Hoy celebramos el centenario de Torroja después de asistir impotentes a la demolición de una obra característica de Fisac, otro poeta matemático del hormigón armado; y más bien que lamentar la cínica paradoja, el momento demanda una voz de atención. El frontón Recoletos fue destruido durante los bombardeos del sitio de Madrid, así que las tribunas de la Zarzuela son la construcción de Torroja más valiosa que nos queda. Pero el hipódromo madrileño, tras la gestión del ínclito Sarasola, lleva años cerrado, y es sabido lo que ocurre con los edificios largo tiempo en desuso. Al fin y al cabo, no otra cosa se argumentó para demoler el de Fisac... Sobre el escándalo de la clausura indefinida, que perjudica por igual a los aficionados a la hípica y a los amantes de la arquitectura, a los que se impide la visita, se cierne el peligro de la destrucción legal o clandestina. Es verdad que el asunto parece inverosímil, pero en Madrid lo inverosímil está adquiriendo el hábito de materializarse, por lo que el cúmulo de instituciones organizadoras del centenario del ingeniero haría bien en fijarse la reapertura del hipódromo como el logro más eficaz y fértil de la conmemoración. O nos veremos abocados, como en el caso de la pagoda de Fisac, a la situación esperpéntica de escuchar a lAyuntamiento proponer la reconstrucción ¡mientras la demolición seguía su curso!

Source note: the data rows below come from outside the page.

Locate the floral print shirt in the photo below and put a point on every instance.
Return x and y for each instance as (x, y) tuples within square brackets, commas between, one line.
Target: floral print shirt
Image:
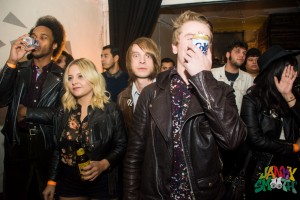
[(75, 135), (180, 99)]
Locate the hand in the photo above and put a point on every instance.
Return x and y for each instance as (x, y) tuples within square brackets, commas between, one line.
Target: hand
[(94, 169), (18, 50), (285, 85), (49, 192), (21, 112), (196, 61)]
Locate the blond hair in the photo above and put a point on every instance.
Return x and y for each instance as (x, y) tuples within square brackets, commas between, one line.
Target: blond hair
[(186, 17), (91, 74), (148, 46)]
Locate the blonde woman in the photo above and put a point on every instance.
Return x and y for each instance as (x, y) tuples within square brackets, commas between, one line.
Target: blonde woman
[(88, 120)]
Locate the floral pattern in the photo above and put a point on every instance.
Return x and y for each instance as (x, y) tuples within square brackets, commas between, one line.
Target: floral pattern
[(75, 134), (180, 97)]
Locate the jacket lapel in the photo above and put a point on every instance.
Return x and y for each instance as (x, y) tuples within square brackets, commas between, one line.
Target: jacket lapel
[(53, 78), (161, 112)]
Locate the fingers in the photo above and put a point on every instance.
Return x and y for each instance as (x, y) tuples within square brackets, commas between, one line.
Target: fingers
[(91, 172), (289, 73)]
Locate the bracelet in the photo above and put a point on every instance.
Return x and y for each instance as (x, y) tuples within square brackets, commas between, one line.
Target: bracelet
[(11, 65), (296, 148), (53, 183), (291, 100)]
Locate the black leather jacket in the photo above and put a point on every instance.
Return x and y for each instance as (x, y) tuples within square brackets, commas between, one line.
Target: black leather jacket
[(212, 121), (14, 84), (107, 134), (264, 128)]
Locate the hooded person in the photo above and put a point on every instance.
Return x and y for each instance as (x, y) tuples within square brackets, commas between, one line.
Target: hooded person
[(271, 111)]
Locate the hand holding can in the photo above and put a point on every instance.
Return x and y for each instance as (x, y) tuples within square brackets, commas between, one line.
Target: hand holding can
[(31, 42), (201, 41)]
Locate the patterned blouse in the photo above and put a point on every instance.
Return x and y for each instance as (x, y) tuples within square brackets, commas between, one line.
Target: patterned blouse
[(75, 134), (180, 99)]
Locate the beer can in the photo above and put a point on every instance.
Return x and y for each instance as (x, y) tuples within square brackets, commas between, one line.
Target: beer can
[(201, 41)]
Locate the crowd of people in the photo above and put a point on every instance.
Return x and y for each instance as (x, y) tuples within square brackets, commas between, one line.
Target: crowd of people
[(162, 129)]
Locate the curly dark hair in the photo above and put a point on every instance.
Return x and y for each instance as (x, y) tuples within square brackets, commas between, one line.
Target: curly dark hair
[(58, 32)]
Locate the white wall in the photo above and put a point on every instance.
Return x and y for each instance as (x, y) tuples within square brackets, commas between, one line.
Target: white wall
[(83, 21)]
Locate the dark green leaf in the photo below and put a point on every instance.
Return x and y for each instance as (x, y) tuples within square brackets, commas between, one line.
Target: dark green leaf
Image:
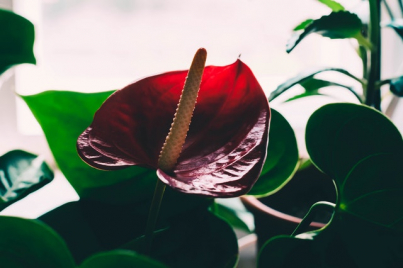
[(373, 190), (312, 87), (63, 115), (303, 25), (17, 40), (121, 259), (396, 25), (196, 239), (21, 173), (337, 25), (340, 135), (305, 77), (335, 6), (233, 212), (29, 243), (396, 86), (282, 157)]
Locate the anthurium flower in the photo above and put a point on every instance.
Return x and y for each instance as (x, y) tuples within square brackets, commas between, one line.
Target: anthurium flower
[(226, 145)]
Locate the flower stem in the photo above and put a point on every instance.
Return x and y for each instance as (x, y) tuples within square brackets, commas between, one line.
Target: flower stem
[(176, 138)]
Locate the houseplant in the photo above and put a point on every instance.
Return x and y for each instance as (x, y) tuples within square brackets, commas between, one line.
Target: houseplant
[(111, 214)]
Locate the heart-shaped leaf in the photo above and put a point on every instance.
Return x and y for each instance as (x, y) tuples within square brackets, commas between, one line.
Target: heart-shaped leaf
[(51, 108), (121, 259), (396, 86), (29, 243), (340, 135), (282, 157), (17, 40), (21, 173), (337, 25)]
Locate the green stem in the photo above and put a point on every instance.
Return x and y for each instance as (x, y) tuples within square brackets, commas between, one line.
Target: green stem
[(306, 221), (372, 94), (153, 215)]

A su obra desarrollada tras la Guerra Civil pertenecen el depósito dodecaédrico de carbón, construido en 1951 para el Instituto Eduardo Torroja (arriba) y el depósito de agua de Sidi-Bernoussi de 1961 (abajo).

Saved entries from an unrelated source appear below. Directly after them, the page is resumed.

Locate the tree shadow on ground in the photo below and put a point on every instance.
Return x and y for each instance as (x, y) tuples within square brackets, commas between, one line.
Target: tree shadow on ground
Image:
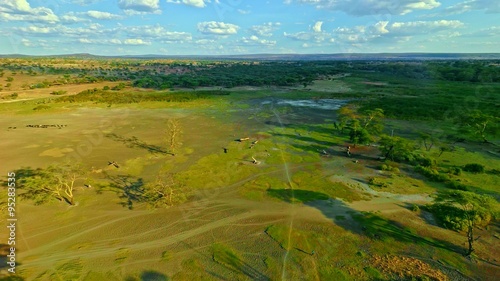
[(151, 275), (296, 195), (366, 224), (134, 142), (232, 263), (129, 189)]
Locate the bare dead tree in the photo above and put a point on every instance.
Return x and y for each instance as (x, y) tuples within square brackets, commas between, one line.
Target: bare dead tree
[(173, 135)]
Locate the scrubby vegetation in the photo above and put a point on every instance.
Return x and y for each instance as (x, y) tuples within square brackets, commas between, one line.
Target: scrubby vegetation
[(341, 167)]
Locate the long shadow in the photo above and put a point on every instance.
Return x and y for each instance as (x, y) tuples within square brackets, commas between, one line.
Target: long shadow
[(366, 224), (151, 275), (134, 142), (237, 265), (232, 263), (128, 188)]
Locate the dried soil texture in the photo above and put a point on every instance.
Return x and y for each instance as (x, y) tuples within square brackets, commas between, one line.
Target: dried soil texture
[(406, 268)]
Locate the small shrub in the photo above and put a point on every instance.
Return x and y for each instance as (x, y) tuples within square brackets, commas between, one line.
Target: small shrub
[(41, 107), (456, 185), (425, 161), (415, 208), (455, 171), (474, 168), (494, 172), (57, 93)]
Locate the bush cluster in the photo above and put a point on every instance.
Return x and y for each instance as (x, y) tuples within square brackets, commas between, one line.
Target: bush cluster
[(453, 217), (434, 175), (474, 168)]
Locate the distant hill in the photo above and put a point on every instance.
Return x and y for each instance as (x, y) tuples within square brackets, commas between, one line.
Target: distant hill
[(290, 57)]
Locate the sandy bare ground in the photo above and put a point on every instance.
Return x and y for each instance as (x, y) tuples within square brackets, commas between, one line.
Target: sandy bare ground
[(32, 94), (98, 233)]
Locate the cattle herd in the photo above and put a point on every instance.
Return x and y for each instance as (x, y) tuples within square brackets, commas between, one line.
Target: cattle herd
[(41, 126), (46, 126)]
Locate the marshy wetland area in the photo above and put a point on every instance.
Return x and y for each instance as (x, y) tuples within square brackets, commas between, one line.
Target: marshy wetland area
[(156, 169)]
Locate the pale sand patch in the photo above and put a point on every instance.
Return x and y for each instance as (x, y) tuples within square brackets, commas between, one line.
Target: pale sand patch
[(32, 146), (56, 152)]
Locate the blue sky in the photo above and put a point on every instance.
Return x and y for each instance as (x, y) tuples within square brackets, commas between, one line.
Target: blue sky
[(224, 27)]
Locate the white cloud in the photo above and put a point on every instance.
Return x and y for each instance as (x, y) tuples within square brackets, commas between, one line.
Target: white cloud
[(317, 37), (194, 3), (419, 27), (156, 32), (102, 15), (265, 29), (490, 6), (100, 41), (317, 26), (139, 6), (84, 2), (395, 32), (217, 28), (254, 40), (204, 41), (371, 7), (20, 10), (72, 18), (136, 41)]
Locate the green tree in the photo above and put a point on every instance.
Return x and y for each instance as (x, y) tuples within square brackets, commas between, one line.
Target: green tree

Y en esta escenificación del absurdo, cabe incluso temer la reconstrucción del frontón Recoletos, al que no han de faltar nuevas localizaciones. Como es de pelota vasca, podría levantarse al lado del Guggenheim, compensando así la ausencia de un Guernica reclamado por idénticas razones figurativas; o bien, atendiendo a los orígenes catalanes del ingeniero, ubicarse en Barcelona junto al facsímil del pabellón de 1937, en un parque temático de la arquitectura moderna que compita a la vez con Port Aventura y el Pueblo Español. Candela y Dieste tienen ya réplicas de sus cáscaras en Valencia y Alcalá de Henares, así que sería imprudente menospreciar la morbilidad contagiosa del simulacro.